Question

Fixed Points A number \(a\) is called a fixed point of a function \(f\) if \(f\left( a \right) = a\). Prove that if \(f'\left( x \right) \ne 1\) for all real numbers \(x\), then \(f\) has at most one fixed point.

Short answer

It is proved that if \(f'\left( x \right) \ne 1\) for all real numbers \(x\), then \(f\) has at most one fixed point.

Step-by-step solution

The mean value theorem

Let \(f\) be a function that is continuous on the closed interval \(\left( {a,b} \right)\) and differentiable on the open interval \(\left( {a,b} \right)\). Then there is a number \(c \in \left( {a,b} \right)\) such as that \(f'\left( c \right) = \frac{{f\left( b \right) - f\left( b \right)}}{{b - a}}\).

Proof the statement

Let \(f'\left( x \right) \ne 1\) for all real numbers \(x\). So, \(f'\left( x \right)\) is defined for all real numbers and differentiable on open interval on \(\mathbb{R}\).

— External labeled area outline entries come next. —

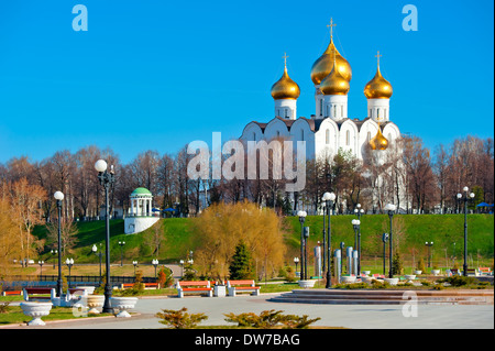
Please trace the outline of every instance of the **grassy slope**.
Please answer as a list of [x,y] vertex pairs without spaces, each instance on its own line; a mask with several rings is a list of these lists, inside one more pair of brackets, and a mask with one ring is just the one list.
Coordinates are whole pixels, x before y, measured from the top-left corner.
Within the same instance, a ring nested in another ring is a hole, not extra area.
[[[337,248],[341,241],[346,245],[353,245],[354,231],[351,220],[354,216],[332,216],[332,246]],[[200,245],[200,238],[196,238],[191,223],[194,219],[170,218],[165,221],[165,240],[157,257],[163,262],[177,262],[186,257],[189,250],[196,250]],[[448,254],[452,254],[453,242],[457,243],[457,255],[460,256],[463,250],[464,218],[460,215],[422,215],[422,216],[395,216],[394,222],[403,222],[404,234],[399,238],[400,252],[410,254],[411,248],[417,253],[425,251],[425,242],[433,241],[433,249],[438,254],[444,255],[444,248]],[[296,217],[286,217],[283,220],[287,231],[286,243],[288,255],[297,255],[299,250],[300,224]],[[151,237],[153,228],[143,233],[125,235],[123,220],[110,221],[111,228],[111,261],[120,260],[119,241],[125,241],[124,260],[146,261],[155,257],[146,243],[145,238]],[[310,228],[310,248],[317,241],[322,240],[322,217],[308,216],[305,226]],[[480,254],[485,257],[493,257],[494,253],[494,217],[488,215],[471,215],[468,217],[469,226],[469,251],[473,255],[480,250]],[[73,255],[78,257],[78,262],[94,262],[98,257],[91,253],[92,244],[97,244],[105,251],[105,221],[80,222],[78,223],[78,242]],[[361,241],[363,256],[372,256],[382,253],[382,233],[388,231],[388,217],[385,215],[363,216],[361,218]],[[44,227],[37,227],[34,234],[40,239],[46,239]],[[101,245],[100,245],[101,243]],[[50,249],[45,249],[45,256],[50,255]]]

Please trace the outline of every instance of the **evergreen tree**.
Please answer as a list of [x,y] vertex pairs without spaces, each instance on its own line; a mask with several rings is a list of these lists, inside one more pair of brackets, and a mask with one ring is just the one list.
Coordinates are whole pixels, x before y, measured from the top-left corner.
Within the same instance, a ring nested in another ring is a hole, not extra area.
[[241,240],[235,246],[235,253],[229,265],[230,278],[235,279],[252,279],[254,278],[253,260],[248,245]]

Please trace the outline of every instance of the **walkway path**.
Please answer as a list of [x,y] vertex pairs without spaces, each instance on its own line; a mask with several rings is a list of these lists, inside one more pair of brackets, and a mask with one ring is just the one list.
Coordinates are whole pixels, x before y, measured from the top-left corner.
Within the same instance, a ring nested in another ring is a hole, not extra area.
[[[161,297],[140,298],[131,318],[98,318],[66,322],[48,322],[44,329],[148,329],[164,328],[154,315],[161,309],[180,309],[189,312],[204,312],[209,318],[201,325],[231,325],[224,321],[223,314],[255,312],[276,309],[284,314],[320,317],[315,326],[345,327],[356,329],[494,329],[493,305],[419,305],[417,317],[404,317],[399,305],[311,305],[270,303],[275,294],[237,297]],[[232,325],[233,326],[233,325]]]

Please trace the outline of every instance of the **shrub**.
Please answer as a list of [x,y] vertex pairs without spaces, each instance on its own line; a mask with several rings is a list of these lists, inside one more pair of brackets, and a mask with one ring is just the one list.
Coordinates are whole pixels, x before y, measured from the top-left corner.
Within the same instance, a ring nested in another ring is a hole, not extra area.
[[205,314],[188,314],[186,307],[179,310],[162,309],[155,317],[162,319],[160,320],[162,325],[170,326],[174,329],[191,329],[208,319]]
[[174,275],[172,270],[163,266],[158,272],[158,285],[164,287],[169,287],[174,284]]
[[4,301],[0,304],[0,314],[7,314],[10,309],[10,301]]
[[242,240],[235,246],[235,253],[229,265],[229,273],[232,281],[254,278],[254,265],[251,252]]
[[277,328],[278,325],[284,326],[287,329],[306,329],[309,325],[320,320],[321,318],[308,319],[307,315],[302,317],[296,315],[283,315],[282,310],[264,310],[260,315],[253,312],[246,314],[226,314],[226,321],[237,322],[238,327],[245,328],[262,328],[271,329]]

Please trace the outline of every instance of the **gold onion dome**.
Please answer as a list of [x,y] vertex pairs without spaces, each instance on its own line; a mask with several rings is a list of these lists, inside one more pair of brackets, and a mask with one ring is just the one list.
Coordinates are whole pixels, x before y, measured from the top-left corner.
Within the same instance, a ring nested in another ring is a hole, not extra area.
[[339,69],[334,68],[321,80],[320,90],[323,95],[348,95],[351,86]]
[[287,66],[284,68],[282,78],[272,86],[272,97],[274,100],[294,99],[296,100],[300,95],[300,89],[287,74]]
[[378,67],[372,80],[364,87],[364,95],[367,99],[389,99],[392,97],[392,85],[386,80],[380,72],[380,52],[378,52]]
[[336,45],[333,44],[333,39],[330,39],[330,44],[324,51],[323,55],[318,58],[311,67],[311,80],[315,85],[321,84],[321,81],[327,77],[333,69],[333,62],[337,62],[337,67],[342,77],[351,81],[352,69],[349,62],[340,55]]
[[385,150],[388,147],[388,140],[383,136],[380,124],[376,135],[372,140],[370,140],[370,146],[372,150]]

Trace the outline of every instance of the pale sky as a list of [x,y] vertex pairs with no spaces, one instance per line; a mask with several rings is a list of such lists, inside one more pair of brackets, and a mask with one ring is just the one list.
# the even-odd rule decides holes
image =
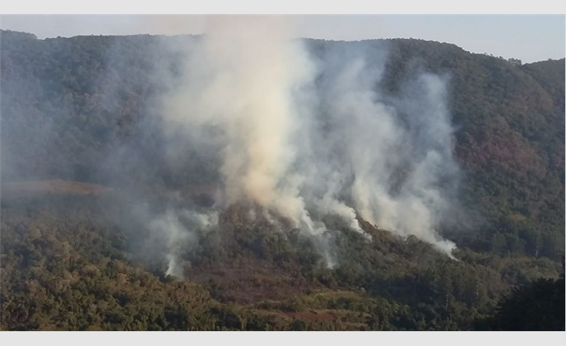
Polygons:
[[[467,51],[520,59],[561,59],[566,50],[564,15],[296,16],[297,36],[337,40],[420,38],[454,43]],[[88,35],[201,34],[202,16],[1,16],[0,28],[39,38]]]

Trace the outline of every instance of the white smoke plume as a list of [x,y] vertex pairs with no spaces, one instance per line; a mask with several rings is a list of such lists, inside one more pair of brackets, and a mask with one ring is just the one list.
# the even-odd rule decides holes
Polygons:
[[194,210],[168,210],[149,223],[149,229],[167,240],[166,275],[183,278],[184,268],[189,263],[183,260],[183,253],[196,243],[197,230],[204,230],[218,224],[218,215],[199,213]]
[[[283,20],[211,19],[161,100],[166,132],[214,148],[226,204],[290,221],[329,267],[325,215],[371,239],[361,217],[450,256],[454,244],[437,232],[450,206],[444,183],[458,174],[445,78],[415,73],[388,95],[379,88],[385,59],[370,67],[377,58],[363,51],[315,58]],[[176,249],[187,239],[175,217],[154,226],[171,228],[168,274],[180,276]]]

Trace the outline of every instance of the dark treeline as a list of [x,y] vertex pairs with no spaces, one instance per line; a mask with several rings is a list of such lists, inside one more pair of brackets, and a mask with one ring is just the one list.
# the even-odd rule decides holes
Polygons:
[[[166,88],[156,61],[173,75],[178,64],[163,42],[195,40],[2,31],[2,181],[135,184],[155,196],[214,184],[206,162],[198,172],[183,162],[166,169],[165,139],[147,126]],[[306,44],[316,56],[384,45],[381,87],[391,93],[415,68],[449,76],[468,217],[443,233],[459,261],[360,220],[374,241],[337,232],[340,263],[325,269],[308,240],[227,210],[185,254],[188,280],[177,280],[132,251],[144,225],[108,215],[108,205],[120,213],[118,191],[3,200],[2,329],[565,328],[564,59],[521,64],[415,40]],[[187,161],[202,157],[187,149]]]

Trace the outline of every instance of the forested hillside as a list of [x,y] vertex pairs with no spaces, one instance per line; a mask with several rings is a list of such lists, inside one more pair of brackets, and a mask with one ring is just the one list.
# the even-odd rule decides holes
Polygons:
[[[187,148],[168,169],[166,138],[151,126],[169,88],[156,73],[165,61],[175,75],[180,56],[166,47],[198,40],[1,32],[2,192],[50,179],[112,188],[2,196],[2,329],[565,328],[564,59],[521,64],[416,40],[306,40],[318,57],[385,49],[381,87],[392,93],[415,69],[449,78],[463,216],[441,231],[456,259],[360,219],[374,240],[337,232],[340,262],[328,269],[308,239],[246,222],[233,208],[184,253],[182,280],[139,251],[151,234],[143,219],[130,222],[125,199],[151,196],[147,208],[158,209],[185,191],[187,203],[208,203],[216,177],[206,153]],[[514,319],[526,304],[560,309]]]

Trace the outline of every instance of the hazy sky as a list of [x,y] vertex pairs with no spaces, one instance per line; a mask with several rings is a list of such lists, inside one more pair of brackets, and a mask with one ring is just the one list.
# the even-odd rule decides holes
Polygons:
[[[565,56],[565,16],[299,16],[296,35],[326,40],[412,37],[532,62]],[[200,34],[202,16],[2,16],[2,29],[40,38],[77,35]]]

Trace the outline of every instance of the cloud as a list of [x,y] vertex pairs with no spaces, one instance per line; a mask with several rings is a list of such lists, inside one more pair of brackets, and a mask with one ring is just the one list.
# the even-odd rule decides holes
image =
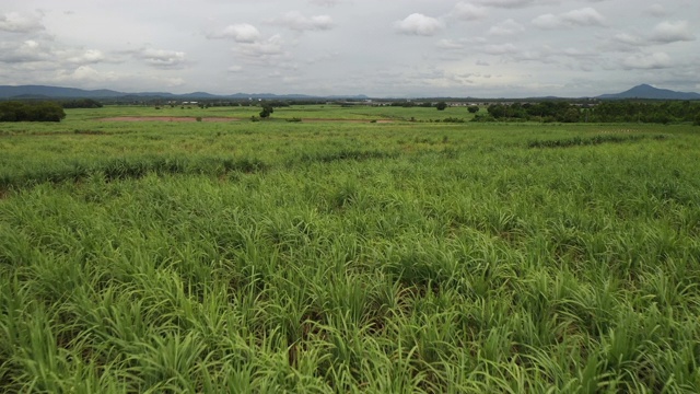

If \(f\left( x \right)\) is differentiable on some open interval then it also continuous on closed interval as well.

Let there are two fixed points \(f\left( a \right) = a\) and \(f\left( b \right) = b\).

So, by the Mean Value Theorem, there exists a point \(c \in \left( {a,b} \right)\) such that

\(\begin{aligned}{c}f'\left( c \right) &= \frac{{f\left( b \right) - f\left( a \right)}}{{b - a}}\\f'\left( c \right) &= \frac{{b - a}}{{b - a}}\\f'\left( c \right) &= 1\end{aligned}\)

So, when \(f\left( x \right)\) has more than one fixed point then \(f'\left( c \right) = 1\).

So, if \(f'\left( x \right) \ne 1\) then \(f\left( x \right)\) has at most one fixed point.